Vous parlez du sens au travail, mais je préfère parler d’utilité. Et là aussi, c’est une priorité depuis la création d’Eclosia. Il est évident que chaque collaborateur souhaite que son activité apporte une valeur à la société. Nous en sommes très conscients. Nous restons aussi attentifs aux aspirations de tous et nous tâchons d’y répondre en leur ouvrant des portes au sein du groupe Eclosia.

Et si le Youth Management Lab arrive avec d’autres propositions pour mieux répondre à ces attentes, je serai très heureux de pouvoir les étudier avant de les mettre en application dans les meilleures conditions. J’adore être challengé car cela me donne la chance de pouvoir expliquer ce en quoi je crois.

Quels indicateurs concrets allez-vous suivre pour évaluer l’impact du Youth Management Lab ?

Chaque projet du Youth Management Lab a des indicateurs distinctifs. Évidemment, nous serons attentifs à l’évolution du niveau d’engagement pour mesurer l’impact des solutions proposées par le premier groupe de jeunes. L’un de leurs chantiers a été la communication interne. C’est un outil essentiel pour assurer la transparence dont on parlait plus tôt et, ainsi, susciter l’engagement. Pour évaluer les résultats des modifications proposées : la satisfaction des collaborateurs, les outils réformés mis en place et leur usage, l’impact dans l’Engagement Survey, le suivi…

Si les recommandations du YML vont à l’encontre de certaines pratiques établies, êtes-vous prêt à changer les choses ?

C’est le but ! Ne pas rester sur un statu quo… Pouvoir voir les sujets sous une autre perspective et apporter les modifications qui nous semblent raisonnables ou, du moins, préparer le terrain pour des changements à venir. Eclosia a presque 60 ans et la modernisation est un processus continu sinon nous n’aurions pas survécu… Cette première cohorte du Youth Management Lab nous a confortés sur des actions que nous avions déjà envisagées mais pas encore mises en place. Ils ont un effet d’accélération dans la matrice et c’est bien ce qu’on leur demande !

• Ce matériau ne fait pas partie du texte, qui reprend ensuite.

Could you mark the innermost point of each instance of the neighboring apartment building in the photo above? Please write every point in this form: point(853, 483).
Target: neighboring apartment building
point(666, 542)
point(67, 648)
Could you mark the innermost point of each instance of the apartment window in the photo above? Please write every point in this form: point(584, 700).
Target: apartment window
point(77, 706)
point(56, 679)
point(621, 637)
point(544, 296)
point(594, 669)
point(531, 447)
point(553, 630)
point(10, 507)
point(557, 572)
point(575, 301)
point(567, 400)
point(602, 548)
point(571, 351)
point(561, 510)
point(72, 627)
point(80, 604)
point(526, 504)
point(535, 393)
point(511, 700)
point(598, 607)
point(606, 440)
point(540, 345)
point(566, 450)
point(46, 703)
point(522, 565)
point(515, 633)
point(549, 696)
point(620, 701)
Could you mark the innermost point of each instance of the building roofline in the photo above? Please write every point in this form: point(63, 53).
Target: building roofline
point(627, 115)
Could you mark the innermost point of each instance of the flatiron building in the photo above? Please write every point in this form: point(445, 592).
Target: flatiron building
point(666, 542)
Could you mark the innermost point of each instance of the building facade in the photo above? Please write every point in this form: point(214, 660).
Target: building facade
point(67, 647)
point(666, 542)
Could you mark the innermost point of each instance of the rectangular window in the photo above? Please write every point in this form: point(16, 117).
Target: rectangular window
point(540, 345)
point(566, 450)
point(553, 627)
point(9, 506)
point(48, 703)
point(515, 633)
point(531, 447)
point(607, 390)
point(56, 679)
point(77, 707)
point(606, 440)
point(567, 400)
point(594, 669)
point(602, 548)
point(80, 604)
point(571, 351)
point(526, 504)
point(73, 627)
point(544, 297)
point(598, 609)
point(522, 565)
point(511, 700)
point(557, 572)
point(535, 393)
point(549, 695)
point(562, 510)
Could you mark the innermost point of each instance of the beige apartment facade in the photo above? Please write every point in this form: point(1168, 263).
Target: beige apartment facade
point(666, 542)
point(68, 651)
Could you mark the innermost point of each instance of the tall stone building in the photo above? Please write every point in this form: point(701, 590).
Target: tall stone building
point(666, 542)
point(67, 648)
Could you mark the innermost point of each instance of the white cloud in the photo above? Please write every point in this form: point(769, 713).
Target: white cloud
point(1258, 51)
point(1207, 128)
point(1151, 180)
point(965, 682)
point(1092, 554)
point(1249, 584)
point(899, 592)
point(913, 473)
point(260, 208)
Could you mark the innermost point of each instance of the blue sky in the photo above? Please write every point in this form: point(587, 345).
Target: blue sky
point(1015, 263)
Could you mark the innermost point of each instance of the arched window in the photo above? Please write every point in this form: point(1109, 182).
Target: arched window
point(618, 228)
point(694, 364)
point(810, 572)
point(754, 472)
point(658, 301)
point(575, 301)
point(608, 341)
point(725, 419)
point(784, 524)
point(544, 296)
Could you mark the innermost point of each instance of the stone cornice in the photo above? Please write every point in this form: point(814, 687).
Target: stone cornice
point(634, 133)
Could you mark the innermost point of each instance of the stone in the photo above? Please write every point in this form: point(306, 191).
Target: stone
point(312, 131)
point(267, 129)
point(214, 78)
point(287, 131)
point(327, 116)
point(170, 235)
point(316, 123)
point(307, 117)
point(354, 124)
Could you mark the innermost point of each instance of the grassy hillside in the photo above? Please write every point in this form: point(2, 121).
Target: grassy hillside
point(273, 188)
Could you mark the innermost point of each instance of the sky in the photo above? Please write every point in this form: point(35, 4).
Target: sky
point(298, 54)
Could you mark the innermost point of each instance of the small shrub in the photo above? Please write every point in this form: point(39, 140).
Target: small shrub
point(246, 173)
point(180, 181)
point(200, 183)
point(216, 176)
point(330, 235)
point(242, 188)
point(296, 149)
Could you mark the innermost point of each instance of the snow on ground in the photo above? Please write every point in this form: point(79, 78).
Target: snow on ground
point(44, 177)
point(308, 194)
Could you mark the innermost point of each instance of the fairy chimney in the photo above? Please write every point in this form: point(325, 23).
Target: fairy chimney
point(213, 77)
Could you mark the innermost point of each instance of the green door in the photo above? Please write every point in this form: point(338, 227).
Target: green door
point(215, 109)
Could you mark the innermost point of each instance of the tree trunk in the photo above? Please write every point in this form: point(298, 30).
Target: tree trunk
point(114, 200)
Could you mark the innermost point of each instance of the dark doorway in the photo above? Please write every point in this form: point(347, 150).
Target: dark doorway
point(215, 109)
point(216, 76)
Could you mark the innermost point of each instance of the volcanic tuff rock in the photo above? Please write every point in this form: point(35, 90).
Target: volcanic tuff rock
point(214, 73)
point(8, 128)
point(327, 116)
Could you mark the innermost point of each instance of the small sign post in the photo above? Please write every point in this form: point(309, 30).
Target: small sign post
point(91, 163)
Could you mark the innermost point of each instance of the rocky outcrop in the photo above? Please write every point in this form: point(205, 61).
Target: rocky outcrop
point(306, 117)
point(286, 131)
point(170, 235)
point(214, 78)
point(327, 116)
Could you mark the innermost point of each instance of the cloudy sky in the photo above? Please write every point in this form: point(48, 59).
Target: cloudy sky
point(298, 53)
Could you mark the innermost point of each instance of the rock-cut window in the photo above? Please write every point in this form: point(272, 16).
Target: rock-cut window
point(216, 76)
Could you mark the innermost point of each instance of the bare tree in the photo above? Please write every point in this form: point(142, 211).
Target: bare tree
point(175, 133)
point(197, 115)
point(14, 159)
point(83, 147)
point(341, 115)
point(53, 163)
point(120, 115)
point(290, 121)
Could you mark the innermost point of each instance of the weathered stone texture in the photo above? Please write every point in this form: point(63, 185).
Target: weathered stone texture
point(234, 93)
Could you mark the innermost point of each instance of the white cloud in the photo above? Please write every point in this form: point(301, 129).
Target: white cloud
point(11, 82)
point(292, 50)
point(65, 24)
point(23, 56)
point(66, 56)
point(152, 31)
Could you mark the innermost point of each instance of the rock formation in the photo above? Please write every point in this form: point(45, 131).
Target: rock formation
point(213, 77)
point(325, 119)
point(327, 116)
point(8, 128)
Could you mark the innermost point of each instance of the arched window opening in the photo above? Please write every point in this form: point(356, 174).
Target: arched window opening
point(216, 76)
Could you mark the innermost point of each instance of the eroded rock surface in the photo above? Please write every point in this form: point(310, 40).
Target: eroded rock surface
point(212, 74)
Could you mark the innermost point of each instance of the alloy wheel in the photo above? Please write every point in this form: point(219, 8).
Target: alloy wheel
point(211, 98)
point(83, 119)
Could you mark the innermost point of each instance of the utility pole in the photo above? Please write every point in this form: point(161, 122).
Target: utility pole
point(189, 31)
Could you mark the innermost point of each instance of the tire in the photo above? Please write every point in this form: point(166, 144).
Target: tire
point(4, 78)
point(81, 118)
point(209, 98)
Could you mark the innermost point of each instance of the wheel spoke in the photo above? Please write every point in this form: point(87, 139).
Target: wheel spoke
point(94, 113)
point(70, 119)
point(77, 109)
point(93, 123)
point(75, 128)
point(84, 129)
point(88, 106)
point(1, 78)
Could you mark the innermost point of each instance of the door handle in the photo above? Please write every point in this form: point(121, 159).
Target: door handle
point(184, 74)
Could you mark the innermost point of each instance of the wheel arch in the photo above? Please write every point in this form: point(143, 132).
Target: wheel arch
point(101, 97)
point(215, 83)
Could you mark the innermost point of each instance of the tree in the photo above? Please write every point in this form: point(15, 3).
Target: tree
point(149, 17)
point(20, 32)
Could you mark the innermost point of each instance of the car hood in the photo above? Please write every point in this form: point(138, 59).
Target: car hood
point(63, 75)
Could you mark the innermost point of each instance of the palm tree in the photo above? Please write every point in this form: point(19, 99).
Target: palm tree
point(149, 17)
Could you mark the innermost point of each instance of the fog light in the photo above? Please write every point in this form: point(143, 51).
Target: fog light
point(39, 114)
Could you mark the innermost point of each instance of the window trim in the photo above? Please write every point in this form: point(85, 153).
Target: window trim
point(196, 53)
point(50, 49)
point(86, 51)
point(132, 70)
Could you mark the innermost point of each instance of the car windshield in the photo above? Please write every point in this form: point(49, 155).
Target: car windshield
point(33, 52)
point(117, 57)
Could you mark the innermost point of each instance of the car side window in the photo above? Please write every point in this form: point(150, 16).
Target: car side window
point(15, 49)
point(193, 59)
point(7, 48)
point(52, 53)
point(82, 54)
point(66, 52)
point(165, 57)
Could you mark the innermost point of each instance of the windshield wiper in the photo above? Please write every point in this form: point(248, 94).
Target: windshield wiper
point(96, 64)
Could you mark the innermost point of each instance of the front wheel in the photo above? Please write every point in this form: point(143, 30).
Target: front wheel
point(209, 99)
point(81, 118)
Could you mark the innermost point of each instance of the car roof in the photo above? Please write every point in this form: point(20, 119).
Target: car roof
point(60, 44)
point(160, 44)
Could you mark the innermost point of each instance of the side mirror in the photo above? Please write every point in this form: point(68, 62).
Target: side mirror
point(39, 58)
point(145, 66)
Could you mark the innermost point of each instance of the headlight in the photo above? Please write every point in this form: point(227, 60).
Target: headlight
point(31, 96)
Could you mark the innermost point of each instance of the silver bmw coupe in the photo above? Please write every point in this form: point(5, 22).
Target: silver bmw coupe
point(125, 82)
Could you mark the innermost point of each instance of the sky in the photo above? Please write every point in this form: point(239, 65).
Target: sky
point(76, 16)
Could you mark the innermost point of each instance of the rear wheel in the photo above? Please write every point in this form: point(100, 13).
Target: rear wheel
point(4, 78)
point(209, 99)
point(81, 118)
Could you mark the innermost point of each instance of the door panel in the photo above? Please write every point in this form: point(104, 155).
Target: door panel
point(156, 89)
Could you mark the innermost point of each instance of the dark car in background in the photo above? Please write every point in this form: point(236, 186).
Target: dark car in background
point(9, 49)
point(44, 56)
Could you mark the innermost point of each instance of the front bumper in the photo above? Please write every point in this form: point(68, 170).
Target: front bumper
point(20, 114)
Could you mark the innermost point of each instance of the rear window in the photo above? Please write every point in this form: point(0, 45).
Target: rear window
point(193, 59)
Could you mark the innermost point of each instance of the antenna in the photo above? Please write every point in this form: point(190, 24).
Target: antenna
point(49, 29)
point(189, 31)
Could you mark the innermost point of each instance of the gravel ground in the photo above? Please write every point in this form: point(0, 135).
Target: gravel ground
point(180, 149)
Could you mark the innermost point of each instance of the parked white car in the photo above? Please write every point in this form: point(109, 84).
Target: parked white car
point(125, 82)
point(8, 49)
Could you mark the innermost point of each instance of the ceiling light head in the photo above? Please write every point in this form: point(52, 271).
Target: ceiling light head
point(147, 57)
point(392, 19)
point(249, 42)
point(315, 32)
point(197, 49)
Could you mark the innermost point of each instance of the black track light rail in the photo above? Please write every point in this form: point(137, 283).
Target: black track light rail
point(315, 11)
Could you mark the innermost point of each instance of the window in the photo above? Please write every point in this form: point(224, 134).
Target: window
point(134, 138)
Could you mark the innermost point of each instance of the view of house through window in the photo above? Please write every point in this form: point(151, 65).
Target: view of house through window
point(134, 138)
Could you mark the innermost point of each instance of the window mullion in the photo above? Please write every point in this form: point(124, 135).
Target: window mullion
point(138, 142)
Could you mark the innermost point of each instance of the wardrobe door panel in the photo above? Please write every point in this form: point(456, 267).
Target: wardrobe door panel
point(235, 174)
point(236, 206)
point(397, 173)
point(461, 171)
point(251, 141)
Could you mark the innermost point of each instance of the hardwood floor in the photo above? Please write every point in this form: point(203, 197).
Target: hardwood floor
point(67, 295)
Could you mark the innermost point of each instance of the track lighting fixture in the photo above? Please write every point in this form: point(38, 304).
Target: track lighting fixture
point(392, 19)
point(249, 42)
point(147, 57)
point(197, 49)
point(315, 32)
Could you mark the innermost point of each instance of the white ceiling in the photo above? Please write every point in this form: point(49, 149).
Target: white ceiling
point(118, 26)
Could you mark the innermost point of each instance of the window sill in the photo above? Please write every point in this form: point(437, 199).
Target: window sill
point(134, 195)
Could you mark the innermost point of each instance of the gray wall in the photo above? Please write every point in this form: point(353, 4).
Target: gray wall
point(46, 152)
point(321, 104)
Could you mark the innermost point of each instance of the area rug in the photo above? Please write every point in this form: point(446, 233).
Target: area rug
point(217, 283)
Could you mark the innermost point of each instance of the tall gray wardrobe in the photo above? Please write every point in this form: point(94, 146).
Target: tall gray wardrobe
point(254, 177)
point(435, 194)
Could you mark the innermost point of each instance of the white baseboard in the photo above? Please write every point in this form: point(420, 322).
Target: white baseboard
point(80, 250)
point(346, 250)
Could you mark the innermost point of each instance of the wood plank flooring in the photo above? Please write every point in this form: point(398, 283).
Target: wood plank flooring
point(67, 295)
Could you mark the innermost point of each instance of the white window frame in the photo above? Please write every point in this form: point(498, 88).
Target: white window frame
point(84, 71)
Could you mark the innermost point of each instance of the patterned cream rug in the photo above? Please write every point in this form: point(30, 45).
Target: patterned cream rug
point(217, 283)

Est-il envisageable, à terme, d’avoir le même type d’initiative pour inclure des clients, partenaires ou même des jeunes extérieurs au groupe afin d’enrichir la réflexion stratégique d’Eclosia ?

Nos clients, partenaires, Stakeholders en général sont au centre de nos réflexions stratégiques – et c’est essentiel. D’ailleurs, nous participons aussi à pas mal d’initiatives portées par des personnes externes au groupe (comme récemment l’étude sur les attentes de la Gen Z mauricienne menée par StraConsult). Par contre, lorsque la réflexion concerne davantage notre fonctionnement et notre culture, je pense pertinent de commencer par nos collègues ; mais toujours avec un esprit le plus ouvert et connecté possible. Le véritable enjeu sera de pouvoir étendre l’exercice dans la région. Eclosia étant présent à Madagascar, au Kenya et au Rwanda, nous mènerons des réflexions similaires dans ces pays. Mais les démographies étant très différentes, chaque pays devra décliner sa propre approche intergénérationnelle. L’idée même du Youth Management Lab a émergé après des discussions avec des amis et partenaires, CEO de grands groupes en Europe qui s’appuient avec efficacité sur un “Comex des jeunes”.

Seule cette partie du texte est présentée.